For the remaining switches see the previous invocation of blm or the command line documentation.

Setting soft limits for --conv and --convc while imposing an extra condition --dhftol=45 is suitable for molecular statics. We don’t care so much whether the energy is well converged, but that the forces are well described. The forces are good enough for a rough relaxation, which since it will be repeated with some constraints is all we need at this stage.

cp rst.nbfe rst.nbfe.bk
rm -f save.nbfe mixm.nbfe hssn.nbfe
mpix -n 13 lmf ctrl.nbfe -vfile=2 -vbeta=.1 --rhopos -vfrzwf=t -vnit=20 -vminx=5 --wpos=pos > out.dorelax

This uses a Broyden algorithm to relax the structure for five iterations. This is sufficient to that the maximum component of force is 6 mRy/au, as can be seen by inspecting the final forces table in out.dorelax

The mean force drops with each iteration, and the total energy goes down:

egrep ^c\|RELAX out.dorelax

Here |g| is the length of the 72 component force “vector”.

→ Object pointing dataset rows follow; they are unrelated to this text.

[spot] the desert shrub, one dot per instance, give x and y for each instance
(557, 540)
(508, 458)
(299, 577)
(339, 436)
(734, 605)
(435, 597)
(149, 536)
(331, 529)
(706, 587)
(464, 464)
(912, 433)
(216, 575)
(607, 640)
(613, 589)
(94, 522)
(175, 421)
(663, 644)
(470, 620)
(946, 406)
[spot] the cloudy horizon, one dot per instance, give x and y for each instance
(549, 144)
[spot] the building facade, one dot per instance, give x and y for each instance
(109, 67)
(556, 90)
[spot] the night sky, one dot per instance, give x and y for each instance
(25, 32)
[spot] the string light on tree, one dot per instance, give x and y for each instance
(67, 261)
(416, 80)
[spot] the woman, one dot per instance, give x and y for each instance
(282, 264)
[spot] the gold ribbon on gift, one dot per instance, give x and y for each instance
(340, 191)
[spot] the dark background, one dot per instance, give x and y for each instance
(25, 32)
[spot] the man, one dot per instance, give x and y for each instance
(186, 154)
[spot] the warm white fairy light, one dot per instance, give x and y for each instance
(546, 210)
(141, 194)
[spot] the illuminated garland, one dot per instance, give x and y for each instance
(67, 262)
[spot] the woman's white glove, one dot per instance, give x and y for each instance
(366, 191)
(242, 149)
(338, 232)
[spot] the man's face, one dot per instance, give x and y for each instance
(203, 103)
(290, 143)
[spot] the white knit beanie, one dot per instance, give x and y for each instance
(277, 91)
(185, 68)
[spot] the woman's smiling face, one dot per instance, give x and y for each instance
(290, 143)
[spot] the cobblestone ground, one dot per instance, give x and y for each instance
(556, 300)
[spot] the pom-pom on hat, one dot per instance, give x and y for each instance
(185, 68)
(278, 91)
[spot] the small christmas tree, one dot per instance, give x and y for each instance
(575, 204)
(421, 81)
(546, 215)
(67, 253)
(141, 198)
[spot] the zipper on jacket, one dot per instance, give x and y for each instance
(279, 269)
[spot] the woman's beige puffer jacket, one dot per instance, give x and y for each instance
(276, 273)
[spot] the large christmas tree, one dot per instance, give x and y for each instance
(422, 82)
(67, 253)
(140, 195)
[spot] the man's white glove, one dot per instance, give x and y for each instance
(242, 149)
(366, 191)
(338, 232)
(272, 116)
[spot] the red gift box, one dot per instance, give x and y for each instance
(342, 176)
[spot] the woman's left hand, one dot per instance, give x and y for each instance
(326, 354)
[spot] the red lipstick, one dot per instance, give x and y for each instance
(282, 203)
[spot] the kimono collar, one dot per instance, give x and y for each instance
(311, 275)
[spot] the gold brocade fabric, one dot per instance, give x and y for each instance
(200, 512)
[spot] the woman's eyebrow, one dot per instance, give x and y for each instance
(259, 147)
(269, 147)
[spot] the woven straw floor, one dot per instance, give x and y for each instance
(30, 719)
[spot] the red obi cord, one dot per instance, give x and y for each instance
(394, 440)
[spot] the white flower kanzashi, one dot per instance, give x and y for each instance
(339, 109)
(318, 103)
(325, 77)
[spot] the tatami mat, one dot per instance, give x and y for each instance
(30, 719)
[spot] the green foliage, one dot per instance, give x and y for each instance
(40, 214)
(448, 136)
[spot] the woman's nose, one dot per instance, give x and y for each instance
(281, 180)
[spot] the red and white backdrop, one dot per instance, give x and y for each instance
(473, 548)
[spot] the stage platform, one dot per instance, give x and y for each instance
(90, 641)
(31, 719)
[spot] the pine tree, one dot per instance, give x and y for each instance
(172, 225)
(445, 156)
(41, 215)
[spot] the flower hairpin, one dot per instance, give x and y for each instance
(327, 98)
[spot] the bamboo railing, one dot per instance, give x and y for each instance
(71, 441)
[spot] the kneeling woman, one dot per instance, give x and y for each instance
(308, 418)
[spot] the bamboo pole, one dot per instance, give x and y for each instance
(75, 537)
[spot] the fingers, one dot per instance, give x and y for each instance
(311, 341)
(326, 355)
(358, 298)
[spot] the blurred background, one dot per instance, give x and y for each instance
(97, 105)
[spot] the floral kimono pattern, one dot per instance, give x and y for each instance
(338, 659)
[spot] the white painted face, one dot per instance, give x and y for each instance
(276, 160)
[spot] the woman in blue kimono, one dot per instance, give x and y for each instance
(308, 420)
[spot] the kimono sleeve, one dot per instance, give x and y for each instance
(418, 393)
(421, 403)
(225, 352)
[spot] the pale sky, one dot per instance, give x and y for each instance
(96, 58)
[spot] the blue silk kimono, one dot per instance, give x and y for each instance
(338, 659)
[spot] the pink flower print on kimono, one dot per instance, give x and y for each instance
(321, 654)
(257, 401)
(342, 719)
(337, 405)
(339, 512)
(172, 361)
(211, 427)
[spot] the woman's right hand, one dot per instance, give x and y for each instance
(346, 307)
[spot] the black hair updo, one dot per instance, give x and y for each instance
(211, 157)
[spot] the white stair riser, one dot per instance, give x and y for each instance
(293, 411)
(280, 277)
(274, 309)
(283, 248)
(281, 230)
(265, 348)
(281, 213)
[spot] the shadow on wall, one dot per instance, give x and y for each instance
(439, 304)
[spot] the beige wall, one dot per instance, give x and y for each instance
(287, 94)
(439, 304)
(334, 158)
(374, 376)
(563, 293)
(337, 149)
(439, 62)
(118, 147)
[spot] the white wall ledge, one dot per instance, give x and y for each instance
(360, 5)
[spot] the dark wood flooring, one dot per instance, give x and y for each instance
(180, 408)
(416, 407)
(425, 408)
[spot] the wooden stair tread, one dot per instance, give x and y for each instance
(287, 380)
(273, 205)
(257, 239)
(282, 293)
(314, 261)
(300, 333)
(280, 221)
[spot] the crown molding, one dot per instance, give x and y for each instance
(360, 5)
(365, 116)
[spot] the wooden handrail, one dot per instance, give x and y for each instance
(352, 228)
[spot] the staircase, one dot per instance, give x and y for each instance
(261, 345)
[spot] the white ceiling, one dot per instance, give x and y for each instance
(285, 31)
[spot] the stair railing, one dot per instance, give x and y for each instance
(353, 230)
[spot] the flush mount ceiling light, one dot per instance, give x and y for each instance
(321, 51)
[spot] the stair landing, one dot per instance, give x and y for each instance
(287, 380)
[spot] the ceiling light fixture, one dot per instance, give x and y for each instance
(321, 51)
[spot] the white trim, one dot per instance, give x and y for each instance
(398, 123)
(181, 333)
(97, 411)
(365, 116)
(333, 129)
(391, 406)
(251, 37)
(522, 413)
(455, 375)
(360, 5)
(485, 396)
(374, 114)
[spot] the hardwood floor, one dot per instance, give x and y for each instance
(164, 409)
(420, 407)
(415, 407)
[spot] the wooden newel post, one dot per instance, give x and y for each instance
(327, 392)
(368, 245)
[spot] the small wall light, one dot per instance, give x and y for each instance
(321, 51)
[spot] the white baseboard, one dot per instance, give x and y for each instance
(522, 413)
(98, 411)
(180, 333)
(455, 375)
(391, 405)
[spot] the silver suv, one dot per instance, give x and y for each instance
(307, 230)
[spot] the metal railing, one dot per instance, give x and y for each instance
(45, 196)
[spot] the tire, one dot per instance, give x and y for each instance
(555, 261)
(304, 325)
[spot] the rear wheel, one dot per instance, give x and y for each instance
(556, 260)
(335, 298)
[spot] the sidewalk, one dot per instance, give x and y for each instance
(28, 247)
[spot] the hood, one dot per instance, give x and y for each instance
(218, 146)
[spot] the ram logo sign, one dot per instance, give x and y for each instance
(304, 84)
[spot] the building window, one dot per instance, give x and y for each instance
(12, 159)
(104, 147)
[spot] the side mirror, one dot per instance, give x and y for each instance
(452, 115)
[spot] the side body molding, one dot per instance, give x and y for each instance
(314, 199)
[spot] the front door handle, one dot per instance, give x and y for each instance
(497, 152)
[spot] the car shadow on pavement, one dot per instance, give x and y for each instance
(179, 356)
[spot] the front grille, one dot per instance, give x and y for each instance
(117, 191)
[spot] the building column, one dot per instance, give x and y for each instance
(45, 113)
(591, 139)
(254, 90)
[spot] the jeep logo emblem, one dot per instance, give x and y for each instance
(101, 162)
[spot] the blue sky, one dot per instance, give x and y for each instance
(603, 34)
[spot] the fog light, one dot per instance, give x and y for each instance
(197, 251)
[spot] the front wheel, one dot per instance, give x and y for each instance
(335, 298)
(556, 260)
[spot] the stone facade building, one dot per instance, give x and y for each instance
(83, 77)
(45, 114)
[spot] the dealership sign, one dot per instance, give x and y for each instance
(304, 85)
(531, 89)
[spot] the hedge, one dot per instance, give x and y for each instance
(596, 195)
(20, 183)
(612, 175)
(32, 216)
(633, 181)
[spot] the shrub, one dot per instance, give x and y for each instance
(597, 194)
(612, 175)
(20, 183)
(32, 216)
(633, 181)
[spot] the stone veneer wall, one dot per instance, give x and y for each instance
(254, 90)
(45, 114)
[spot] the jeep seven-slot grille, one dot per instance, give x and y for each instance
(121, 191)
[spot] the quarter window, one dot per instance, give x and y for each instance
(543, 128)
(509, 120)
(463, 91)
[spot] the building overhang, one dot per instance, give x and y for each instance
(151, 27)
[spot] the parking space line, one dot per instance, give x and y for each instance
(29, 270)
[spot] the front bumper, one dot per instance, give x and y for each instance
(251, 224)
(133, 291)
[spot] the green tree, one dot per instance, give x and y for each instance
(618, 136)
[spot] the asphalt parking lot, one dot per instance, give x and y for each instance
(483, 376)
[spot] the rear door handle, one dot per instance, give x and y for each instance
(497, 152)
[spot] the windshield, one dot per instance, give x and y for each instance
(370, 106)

The next steps do the following:

  1. dump the (relaxed) positions contained in rst.nbfe into file pos.nbfe
  2. calculate the shift relative to starting point (removing lattice translation vectors) and write it to file posx.nbfe
  3. construct a “fully relaxed” positions file posfr.nbfe
lmf ctrl.nbfe -vfile=2 -vbeta=.1 --rhopos -vfrzwf=t -vnit=0 --rs=1,0 --wpos=pos
lmscell ctrl.nbfe -vfile=2 --stack~cmppos@shorten@wdx=posx@fn=pos~q
lmscell ctrl.nbfe -vfile=2 --stack~addpos@fn=posx.nbfe~wpos@fn=posfr~q

Make the system self-consistent at the final position the relaxation algorithm found, reverting to tighter tolerances in the convergence. (Note also that shortening of positions by lattice translations is suppressed. This is not necessary but it simplifies synchronization)

cp rst.nbfe rst.nbfe.bk2
blm --dhftol=20 --molstat --nfile --ewald=1d-12 --rdsite --omax=-.01 --nosort --shorten=no --nit=20 --nk=9,4,2 --gmax=8 --mag --frzwf --wsite@fn=null nbfe
cat actrl.nbfe | sed s:'\(ATOM=Fe.*\):\1 MMOM=0,0,2:' | sed s:'XTOL=.001 GTOL=0:XTOL=0 GTOL=0.01:'  > ctrl.nbfe
rm -f save.nbfe mixm.nbfe hssn.nbfe
mpix -n 13 lmf --shorten=no ctrl.nbfe -vfile=2 -vbeta=.1 --rhopos -vfrzwf=t -vnit=20 --rpos=posfr --rs=11,1,1 > out.fullrelax &
cp rst.nbfe rst.nbfe.bk3

Constrained relaxation of the superlattice

We repeat the relaxation, this time constraining the “anchor” planes Nb 1 and Nb4 to their ideal bcc positions. We do this because our objective is to study transport through a non-periodic trilayer ( Nb / Fe / Nb ), where Nb extends to infinity on the left and right and should have the structure of perfect bcc.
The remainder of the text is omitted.